Ieder van ons moet zich opnieuw aangespoord weten om de Here te vrezen en daarin te volharden. Wie meent te staan, zie toe dat hij niet valle. Hij blijve standvastig in de ware gemeenschap met de Vader en Zijn Zoon Jezus Christus en met alle gelovigen, tot het einde toe, om zo de eeuwige zaligheid te verkrijgen.

Geliefde broeders en zusters, gij hebt gehoord van de afvalligheid en verharding van deze nu uitgesloten broeder (zuster). De satan is listig om de mens te brengen tot de ondergang en af te trekken van alle heilzame middelen tot de zaligheid. Weest daarom op uw hoede, ook voor het geringste begin van het kwaad.

O.V. Ziet toe, broeders, dat niet te eniger tijd in iemand van u zij een boos ongelovig hart, om af te wijken van de levende God, maar vermaant elkander te allen dage, zolang als het heden genaamd wordt, opdat niet iemand uit u verhard worde door de verleiding der zonde.2).

N.V. Ziet toe, broeders, dat bij niemand uwer een boos, ongelovig hart zij, door af te vallen van de levende God, maar vermaant elkander dagelijks, zolang men nog van een heden kan spreken, opdat niemand van u zich verharde door de misleiding der zonde. 2).

Een ieder die de Naam des Heren noemt, breke met de ongerechtigheid, opdat wij ons niet opnieuw moeten bedroeven over iemand van u. Leeft eendrachtig in godzaligheid, dan zult gij onze blijdschap en kroon zijn in de Here.

Aangezien het God is, Die in ons werkt, zowel het willen als het werken, om Zijn welbehagen, willen wij Zijn heilige Naam met belijdenis van onze zonden aanroepen.
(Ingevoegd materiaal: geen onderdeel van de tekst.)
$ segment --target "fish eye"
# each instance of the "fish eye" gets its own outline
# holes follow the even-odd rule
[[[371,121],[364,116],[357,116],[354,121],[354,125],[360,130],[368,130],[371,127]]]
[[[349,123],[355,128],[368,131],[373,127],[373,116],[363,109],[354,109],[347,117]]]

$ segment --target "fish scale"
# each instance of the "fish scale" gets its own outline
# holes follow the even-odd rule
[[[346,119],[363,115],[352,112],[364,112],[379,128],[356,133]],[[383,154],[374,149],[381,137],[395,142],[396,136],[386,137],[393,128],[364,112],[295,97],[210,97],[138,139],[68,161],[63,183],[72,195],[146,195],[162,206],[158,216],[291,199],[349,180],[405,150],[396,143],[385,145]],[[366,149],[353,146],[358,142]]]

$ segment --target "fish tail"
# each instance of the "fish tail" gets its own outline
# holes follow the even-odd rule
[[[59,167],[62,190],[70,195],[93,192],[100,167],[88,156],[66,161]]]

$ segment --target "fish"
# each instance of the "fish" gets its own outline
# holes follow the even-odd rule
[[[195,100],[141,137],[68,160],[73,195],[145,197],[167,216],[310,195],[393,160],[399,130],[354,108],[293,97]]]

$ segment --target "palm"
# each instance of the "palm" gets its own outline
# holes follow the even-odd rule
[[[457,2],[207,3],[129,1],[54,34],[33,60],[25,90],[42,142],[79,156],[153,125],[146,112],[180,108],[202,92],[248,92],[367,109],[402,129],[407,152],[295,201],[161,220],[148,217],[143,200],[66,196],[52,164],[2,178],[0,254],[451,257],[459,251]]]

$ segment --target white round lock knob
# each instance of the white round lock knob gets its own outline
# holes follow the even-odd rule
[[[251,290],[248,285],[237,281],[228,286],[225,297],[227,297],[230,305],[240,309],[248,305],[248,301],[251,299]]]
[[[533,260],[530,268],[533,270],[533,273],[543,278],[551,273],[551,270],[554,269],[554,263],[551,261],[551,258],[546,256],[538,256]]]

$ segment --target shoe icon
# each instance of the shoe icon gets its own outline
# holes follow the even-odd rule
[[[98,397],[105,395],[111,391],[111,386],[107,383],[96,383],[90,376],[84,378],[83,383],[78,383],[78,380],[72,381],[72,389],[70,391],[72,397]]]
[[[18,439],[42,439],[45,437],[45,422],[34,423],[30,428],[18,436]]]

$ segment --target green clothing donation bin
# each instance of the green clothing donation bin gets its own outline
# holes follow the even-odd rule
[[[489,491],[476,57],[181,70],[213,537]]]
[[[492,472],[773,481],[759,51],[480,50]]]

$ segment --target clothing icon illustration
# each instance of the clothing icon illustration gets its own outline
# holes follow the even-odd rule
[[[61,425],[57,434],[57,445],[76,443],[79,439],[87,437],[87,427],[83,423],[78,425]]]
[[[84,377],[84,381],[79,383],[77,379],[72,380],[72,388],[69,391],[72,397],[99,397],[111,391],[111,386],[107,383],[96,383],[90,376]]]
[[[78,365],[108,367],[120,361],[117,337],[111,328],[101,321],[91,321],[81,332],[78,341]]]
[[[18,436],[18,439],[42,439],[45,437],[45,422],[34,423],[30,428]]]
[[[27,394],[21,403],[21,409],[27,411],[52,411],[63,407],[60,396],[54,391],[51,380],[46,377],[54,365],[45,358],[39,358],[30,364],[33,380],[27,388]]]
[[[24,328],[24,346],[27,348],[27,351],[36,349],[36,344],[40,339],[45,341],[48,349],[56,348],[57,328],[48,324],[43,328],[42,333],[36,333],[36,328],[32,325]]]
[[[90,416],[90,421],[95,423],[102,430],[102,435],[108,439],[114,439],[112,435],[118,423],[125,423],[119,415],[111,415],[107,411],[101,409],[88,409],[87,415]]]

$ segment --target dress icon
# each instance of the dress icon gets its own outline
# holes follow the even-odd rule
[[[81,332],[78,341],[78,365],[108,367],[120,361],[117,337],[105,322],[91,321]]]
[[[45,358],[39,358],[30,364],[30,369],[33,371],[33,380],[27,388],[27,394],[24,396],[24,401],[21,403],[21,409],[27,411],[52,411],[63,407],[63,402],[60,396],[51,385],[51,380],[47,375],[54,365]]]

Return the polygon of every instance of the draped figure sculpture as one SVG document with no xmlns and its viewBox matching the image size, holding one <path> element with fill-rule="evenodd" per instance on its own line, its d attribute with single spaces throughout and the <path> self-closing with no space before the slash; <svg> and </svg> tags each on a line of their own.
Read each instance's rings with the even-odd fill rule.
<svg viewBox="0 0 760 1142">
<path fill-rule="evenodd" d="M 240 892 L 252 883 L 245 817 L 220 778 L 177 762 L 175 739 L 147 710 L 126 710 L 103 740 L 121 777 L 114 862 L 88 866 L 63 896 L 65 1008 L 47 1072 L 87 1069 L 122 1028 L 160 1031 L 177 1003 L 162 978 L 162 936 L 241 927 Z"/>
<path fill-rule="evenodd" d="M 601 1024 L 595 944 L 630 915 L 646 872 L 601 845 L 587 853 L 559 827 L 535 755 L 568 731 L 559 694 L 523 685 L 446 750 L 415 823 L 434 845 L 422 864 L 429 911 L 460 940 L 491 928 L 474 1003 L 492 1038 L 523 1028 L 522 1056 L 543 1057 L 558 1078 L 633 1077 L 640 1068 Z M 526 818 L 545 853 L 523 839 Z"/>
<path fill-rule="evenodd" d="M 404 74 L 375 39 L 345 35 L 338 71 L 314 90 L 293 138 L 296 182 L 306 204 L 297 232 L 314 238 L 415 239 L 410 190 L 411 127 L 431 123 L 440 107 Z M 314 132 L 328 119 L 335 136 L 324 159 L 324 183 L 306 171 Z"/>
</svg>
Rechtvaardige God, barmhartige Vader, wij klagen onszelf aan voor Uw hoge Majesteit vanwege onze zonden, en belijden verdiend te hebben de droefheid en de smart die ons treffen in de uitsluiting van ons gewezen medelid; ja, wij zijn alien waard om van U verbannen te worden, indien Gij met ons in het gericht wilt treden. Maar, Here, wees ons genadig om Christus’ wil, vergeef ons onze misdaden, die ons van harte leed zijn, en werk in ons hoe langer hoe meer berouw daarover, opdat wij Uw oordelen vrezen en ons beijveren om U te behagen.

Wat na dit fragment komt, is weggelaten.